Za kilka dni kończy się umowa o pracę z mielecką Stalą trenerowi Jackowi Wiśniewskiemu. W Mielcu głośno mówiło się o jego przejściu do Muszynianki na asystenta Bogdana Serwińskiego. Temat był, ale jak się okazało, znikł równie szybko, jak się pojawił.

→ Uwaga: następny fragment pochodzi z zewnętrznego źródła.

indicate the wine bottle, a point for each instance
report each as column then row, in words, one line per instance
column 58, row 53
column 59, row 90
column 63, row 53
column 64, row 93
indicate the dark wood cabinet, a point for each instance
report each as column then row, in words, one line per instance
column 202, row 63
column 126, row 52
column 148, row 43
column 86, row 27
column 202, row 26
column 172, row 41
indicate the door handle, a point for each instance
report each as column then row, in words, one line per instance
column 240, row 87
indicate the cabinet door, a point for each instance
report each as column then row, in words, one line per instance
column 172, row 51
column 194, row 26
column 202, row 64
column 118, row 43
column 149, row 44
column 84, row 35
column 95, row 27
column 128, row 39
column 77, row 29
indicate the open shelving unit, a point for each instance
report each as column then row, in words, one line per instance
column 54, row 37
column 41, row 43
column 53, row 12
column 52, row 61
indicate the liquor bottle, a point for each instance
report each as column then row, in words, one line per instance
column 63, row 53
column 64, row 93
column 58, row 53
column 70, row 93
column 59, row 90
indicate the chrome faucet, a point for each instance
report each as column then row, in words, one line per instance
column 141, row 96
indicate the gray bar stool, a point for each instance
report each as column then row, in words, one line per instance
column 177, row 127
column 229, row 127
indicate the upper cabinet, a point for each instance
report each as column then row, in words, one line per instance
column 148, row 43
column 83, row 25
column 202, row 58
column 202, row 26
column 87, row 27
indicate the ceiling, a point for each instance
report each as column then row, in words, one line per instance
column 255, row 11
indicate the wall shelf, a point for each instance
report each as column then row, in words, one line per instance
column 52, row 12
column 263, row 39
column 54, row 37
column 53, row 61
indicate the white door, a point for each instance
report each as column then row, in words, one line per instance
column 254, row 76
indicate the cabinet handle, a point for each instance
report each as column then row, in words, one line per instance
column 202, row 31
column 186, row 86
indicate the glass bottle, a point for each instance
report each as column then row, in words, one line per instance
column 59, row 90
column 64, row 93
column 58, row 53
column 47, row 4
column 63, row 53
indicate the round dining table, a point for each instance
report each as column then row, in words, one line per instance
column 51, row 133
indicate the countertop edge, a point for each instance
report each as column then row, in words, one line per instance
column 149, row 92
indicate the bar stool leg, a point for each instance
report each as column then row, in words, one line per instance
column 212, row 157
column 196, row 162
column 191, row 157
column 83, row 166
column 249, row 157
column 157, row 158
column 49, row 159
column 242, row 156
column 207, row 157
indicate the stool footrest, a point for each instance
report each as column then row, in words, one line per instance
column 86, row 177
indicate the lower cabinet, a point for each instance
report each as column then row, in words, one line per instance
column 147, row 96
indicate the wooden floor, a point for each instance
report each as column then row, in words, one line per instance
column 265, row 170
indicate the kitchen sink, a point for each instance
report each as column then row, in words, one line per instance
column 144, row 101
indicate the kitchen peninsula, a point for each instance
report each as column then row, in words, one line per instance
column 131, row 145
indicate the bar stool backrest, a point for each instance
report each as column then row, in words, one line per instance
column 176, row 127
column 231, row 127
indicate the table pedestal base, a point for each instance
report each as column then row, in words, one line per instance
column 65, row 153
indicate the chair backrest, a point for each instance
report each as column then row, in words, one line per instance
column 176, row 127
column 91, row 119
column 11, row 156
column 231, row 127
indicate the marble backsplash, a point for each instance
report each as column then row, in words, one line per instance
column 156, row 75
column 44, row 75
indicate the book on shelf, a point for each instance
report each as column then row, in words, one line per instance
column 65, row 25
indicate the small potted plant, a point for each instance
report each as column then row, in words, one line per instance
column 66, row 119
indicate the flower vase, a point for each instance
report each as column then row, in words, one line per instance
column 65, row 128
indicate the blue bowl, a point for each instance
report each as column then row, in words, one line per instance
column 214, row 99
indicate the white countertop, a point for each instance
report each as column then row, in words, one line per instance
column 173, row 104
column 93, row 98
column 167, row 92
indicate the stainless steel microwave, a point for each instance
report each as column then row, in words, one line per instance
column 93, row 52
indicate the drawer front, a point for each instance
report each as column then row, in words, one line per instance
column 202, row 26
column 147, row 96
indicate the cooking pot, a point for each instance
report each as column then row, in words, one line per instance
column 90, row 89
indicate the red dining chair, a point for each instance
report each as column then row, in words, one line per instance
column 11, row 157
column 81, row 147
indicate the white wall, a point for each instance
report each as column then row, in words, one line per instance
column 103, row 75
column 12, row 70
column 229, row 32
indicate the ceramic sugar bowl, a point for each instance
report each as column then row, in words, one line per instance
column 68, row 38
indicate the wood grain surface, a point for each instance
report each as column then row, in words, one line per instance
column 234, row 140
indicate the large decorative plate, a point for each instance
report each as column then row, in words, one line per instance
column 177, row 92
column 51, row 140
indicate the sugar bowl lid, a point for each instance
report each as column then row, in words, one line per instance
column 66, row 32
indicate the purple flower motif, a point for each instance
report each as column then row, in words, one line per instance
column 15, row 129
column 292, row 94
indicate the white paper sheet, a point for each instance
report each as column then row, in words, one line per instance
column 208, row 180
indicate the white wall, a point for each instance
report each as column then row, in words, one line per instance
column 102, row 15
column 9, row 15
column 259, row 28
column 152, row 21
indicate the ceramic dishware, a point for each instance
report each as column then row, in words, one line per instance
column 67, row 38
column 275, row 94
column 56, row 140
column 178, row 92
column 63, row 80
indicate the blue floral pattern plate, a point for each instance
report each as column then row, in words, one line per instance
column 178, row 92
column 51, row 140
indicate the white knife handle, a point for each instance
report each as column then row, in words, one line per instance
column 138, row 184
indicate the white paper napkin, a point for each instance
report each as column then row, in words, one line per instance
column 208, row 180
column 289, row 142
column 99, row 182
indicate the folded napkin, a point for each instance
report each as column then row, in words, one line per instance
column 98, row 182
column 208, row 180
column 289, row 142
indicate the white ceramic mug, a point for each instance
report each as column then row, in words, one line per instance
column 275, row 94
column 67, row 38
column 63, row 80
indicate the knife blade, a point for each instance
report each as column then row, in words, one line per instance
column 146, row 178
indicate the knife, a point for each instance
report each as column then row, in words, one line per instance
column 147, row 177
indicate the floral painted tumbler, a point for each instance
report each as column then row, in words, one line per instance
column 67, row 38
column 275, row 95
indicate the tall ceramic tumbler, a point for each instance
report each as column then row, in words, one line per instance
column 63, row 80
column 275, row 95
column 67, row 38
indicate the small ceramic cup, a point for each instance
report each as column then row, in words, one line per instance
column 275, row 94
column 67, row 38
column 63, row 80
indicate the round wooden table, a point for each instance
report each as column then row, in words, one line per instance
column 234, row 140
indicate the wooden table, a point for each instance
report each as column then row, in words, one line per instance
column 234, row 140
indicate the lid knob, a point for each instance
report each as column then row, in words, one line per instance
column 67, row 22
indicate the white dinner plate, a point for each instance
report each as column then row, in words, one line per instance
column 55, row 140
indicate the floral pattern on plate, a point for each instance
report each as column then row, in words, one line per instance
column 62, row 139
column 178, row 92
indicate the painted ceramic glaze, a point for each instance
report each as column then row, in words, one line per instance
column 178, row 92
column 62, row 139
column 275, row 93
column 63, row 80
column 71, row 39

– To fakt, że miałem propozycję z Muszyny. Jednak nie będę pracował w klubie znad Popradu
– mówi Jacek Wiśniewski. – Pomagierem Bogdana Serwińskiego został ostatecznie Rysiek Litwin. Nie rozpaczam wcale z tego powodu. Mam jeszcze jedną poważną propozycję, nad którą się zastanawiam. Wszystko wyjaśni się w tym tygodniu. Jeżeli jednak i ta nie wypali, odpocznę przez pewien czas od siatkówki na ligowym poziomie i zajmę się szkoleniem młodzieży. I wcale nie będę rozpaczał z tego powodu. Będę po prostu robił to, co lubię
.
Na razie Jacek Wiśniewski odpoczywa po męczącym sezonie, w którym razem z siatkarkami wykonał kawał dobrej roboty. Szkoda tylko, że nie przyjął oferty działaczy mieleckiej Stali i nie został asystentem Romana Murdzy, który zmienił go na trenerskim stołku.